I thought the “Hand-Me-Down Game” ended when you grew up. When there is no longer a need to play with the worn and rejected. The “Hand-Me-Down Game” becomes more complex and less obvious that you’ve losing by winning someone else’s crap. 

    My friend “Toby” has an older brother, “Chuck,” who bought some land near their parent’s house in Texas. He built two houses on the property with the intention of renting one for income. It was a weekend project for him. Chuck is a skilled laborer with a lot of friends happy to help  for a case of beer and some grub. The first house went up pretty quick and Chuck moved inside. The next house took more time.  He hired carpenters to carve beams and cabinetry that were featured in a magazine. He put in a pool with a cabana perfect for parties. After three years, Chuck moved into a mansion sitting with a breathtaking view of rolling hills and sunsets. 

    Chuck decided he didn’t want the trouble of handling renters. Out of the “generosity of his heart” he offered to lease the older home to Toby. This sounded like a good idea.

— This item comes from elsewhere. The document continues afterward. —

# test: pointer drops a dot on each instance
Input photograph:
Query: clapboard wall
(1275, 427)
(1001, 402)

Toby’s job allows him to work from anywhere.  He lived three hours away in the city and was selling body parts to keep up with the rent. Their parents were getting older and thrilled to have both boys close again. 

    When Toby came down to look at the house his mother greeted him with tears of joy. Toby thought he was doing a good thing until he was crying tears of his own. While Chuck was working on his dream mansion, he neglected his quick start home. Toby’s new house was an eye sore of dry wall and nails hidden behind a sad cluster of trees rotting from disease. Chuck left unfinished projects. There were wires hanging from the ceiling instead of a chandelier, a steep stair case missing a banister, and no real plumbing. Toby had a theory that’s the reason the trees were dying. 

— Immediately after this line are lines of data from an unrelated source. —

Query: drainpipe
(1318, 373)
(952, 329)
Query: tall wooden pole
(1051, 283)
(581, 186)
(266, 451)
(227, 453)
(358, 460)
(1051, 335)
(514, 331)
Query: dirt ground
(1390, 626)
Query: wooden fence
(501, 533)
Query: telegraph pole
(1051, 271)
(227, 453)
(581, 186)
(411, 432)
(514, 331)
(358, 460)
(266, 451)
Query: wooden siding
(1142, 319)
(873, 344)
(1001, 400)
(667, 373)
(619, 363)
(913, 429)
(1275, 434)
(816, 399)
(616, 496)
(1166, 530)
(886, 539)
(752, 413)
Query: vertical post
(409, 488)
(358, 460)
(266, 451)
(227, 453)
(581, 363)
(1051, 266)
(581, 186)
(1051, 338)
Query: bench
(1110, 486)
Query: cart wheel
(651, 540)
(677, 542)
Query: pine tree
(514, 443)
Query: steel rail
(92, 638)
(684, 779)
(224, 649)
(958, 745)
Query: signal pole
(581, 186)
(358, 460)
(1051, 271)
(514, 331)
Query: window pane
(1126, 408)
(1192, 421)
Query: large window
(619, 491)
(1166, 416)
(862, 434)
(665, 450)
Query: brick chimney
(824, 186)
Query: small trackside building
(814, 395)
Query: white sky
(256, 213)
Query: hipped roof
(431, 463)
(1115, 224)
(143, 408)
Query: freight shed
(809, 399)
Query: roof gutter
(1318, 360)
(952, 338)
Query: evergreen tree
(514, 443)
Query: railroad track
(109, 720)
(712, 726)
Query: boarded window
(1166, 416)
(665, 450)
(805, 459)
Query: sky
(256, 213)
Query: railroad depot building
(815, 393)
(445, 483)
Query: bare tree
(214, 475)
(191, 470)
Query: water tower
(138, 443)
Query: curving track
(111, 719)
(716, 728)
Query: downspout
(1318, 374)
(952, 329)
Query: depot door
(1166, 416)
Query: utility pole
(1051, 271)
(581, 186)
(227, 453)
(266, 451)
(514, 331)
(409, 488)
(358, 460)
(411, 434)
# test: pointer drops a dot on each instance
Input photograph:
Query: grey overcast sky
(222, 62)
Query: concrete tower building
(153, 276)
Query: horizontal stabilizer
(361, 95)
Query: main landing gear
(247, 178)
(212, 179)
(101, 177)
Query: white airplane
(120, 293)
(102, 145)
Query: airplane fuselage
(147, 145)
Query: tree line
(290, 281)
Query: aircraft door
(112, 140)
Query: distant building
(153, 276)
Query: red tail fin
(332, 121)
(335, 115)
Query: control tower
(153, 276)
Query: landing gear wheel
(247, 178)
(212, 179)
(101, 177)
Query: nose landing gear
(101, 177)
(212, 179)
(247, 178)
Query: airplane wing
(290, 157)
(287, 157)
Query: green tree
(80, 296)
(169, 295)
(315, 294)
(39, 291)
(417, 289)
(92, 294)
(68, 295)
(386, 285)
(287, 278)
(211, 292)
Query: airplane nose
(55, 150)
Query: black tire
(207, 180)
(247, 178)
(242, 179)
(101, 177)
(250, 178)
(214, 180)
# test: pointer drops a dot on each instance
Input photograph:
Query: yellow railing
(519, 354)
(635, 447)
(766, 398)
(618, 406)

    Toby thought renting the house was a joke until Chuck pulled out a contract. There were penalties for paying late and an expectation that rent would be reduced when Toby finished the “projects.”  Chuck added a paragraph that Toby could use the pool (with enough notice) and included a long list of maintenance fees.  Chuck was playing the adult version of  the  “Hand Me Down Game.”

    The big advantage to being an adult is that you can quit and take yourself (the game piece) home. Toby hightailed it back to the city and let a naive cousin spin the wheel of disaster.  Your parents can make you wear a sweater but they can’t make you live in a house. Toby’s parents were disappointed he didn’t accept the generosity of his big brother but they didn’t push. They were both the youngest of large families. I’m sure they grew up as returning contestants to the “Hand Me Down” game.